Choosing a pediatrician is likely a high priority on your pregnancy to-do list. Use these simple steps to help you find a pediatrician for your baby. 

Lots of time during pregnancy is spent planning for what comes next: holding your baby in your arms and nourishing her growth and development. A very important partner in that nourishment: your baby’s doctor. In fact, your pediatrician is often there right from the start, examining your baby in the hospital after delivery. So it makes sense to start connecting with the right doctor for you and your baby early. The recommended amount of time is at least three months before your due date. Here’s how to find a pediatrician.

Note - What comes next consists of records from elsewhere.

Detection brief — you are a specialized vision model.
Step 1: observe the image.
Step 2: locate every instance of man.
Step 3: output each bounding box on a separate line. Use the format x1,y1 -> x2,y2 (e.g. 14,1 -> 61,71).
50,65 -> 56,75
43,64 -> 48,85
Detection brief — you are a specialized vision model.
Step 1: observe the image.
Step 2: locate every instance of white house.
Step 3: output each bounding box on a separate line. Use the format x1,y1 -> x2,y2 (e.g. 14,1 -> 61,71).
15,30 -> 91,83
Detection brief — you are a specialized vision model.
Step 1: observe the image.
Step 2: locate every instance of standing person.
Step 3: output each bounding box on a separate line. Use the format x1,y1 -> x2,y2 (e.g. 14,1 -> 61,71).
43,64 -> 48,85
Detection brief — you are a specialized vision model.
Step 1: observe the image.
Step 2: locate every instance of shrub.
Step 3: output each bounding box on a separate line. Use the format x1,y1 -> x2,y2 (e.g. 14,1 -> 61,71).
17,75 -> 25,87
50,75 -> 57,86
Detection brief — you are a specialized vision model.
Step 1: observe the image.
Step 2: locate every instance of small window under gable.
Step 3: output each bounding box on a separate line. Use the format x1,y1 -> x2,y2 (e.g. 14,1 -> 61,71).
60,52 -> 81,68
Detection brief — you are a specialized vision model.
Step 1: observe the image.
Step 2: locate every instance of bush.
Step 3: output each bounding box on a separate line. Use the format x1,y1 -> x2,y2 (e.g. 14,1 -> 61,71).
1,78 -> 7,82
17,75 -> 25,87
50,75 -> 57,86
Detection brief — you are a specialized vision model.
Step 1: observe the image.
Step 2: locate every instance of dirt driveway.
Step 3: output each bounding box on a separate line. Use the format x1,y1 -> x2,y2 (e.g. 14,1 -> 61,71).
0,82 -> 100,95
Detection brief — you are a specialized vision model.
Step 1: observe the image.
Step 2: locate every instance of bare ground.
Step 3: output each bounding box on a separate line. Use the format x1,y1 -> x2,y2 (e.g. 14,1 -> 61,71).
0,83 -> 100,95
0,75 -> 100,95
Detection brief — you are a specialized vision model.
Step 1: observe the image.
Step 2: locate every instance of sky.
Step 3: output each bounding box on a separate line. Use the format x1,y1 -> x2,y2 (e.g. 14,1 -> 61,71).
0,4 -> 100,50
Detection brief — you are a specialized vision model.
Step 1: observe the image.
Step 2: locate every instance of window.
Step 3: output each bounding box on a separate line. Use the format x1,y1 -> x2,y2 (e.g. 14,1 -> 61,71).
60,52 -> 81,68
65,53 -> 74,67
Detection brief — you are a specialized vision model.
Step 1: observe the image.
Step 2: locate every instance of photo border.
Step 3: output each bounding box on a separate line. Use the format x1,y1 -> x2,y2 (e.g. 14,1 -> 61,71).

Gather a Pediatrician List

  • Check with friends, family, and co-workers for referrals. Word-of-mouth recommendations are often the best standard to go by.
  • Ask your obstetrician for the name of the pediatrician she uses (if she has young children) or for a recommendation. A doctor’s doctor is usually a good bet.
  • Consider whether you feel more comfortable with a male or female pediatrician—or whether it doesn’t matter. As your child gets older, he or she may feel more comfortable talking to someone of the same gender. (Of course, making a decision based on gender assumes you’ve decided to find out your baby’s sex before birth.)
  • Once you gather names, call to make sure those pediatricians are accepting new patients and that they accept your insurance. You may also want to ask a few basic questions about standard office hours and location(s) to make sure they meet your needs.

Meet with Baby Doctors

Once you narrow down the list, set up office appointments to speak with each pediatrician. (Ask about fees—most practices will charge, but it’s worth it if you’ll be more comfortable in the long run.) Face-to-face meetings will help you in choosing a pediatrician as you can gauge whether a doctor’s personality and approach to medicine fits with yours. If possible, both mother and father should attend, since you may both be bringing your baby to appointments. It also helps to have another listener and potential note-taker there.

While at the offices:

  • Observe the helpfulness of the office staff—they will also be part of your baby’s care team.
  • Survey the waiting room too: Is it clean, with adequate space? Are there separate areas for children waiting for checkups versus those who are sick? Are many families waiting? Are they waiting long? At the appointments, feel free to ask any and all questions—even if they may seem embarrassing. You’ll be working very closely with your child’s pediatrician during the first few years of your baby’s life, and you want to make sure you have a trusting, open relationship with this doctor. And be sure to jot down notes based on the doctor’s answers, so you can revisit later and compare to others’ answers.

Some questions to ask when interviewing pediatricians:

  • Which hospital is the pediatrician associated with?
  • How soon after birth will she check on your baby?
  • What is her view on breast-feeding and bottle-feeding? Vaccines? Circumcision? Antibiotics? (Consider how these fit with your views.)
  • How does the doctor deal with calls after hours or on weekends if your baby is sick? Is she on call, or is there a backup practice you can contact?
  • What happens in an emergency? Is there always someone available 24/7?
  • Who oversees the office when your pediatrician is away?
  • Is she part of a team? If so, can you see any of the pediatricians in her office? Can you meet with them as well?
  • What’s an average wait time—in the waiting room and the exam room?
  • Is the doctor available via phone or email?
  • How often will you see the doctor once your baby is born?
  • Are lab tests available at the office? If not, where will they be done?
  • Does the practice offer nutritional support?
  • Does the practice offer any forms of parenting education?
  • What are the costs for office visits?
  • Does the practice handle insurance on its end, or do you need to submit bills to your provider?
  • Are payments due at the time of service or are they billed later?

Getting your questions answered and interacting with a doctor one-on-one will help you find a pediatrician that you’ll be comfortable with for years to come.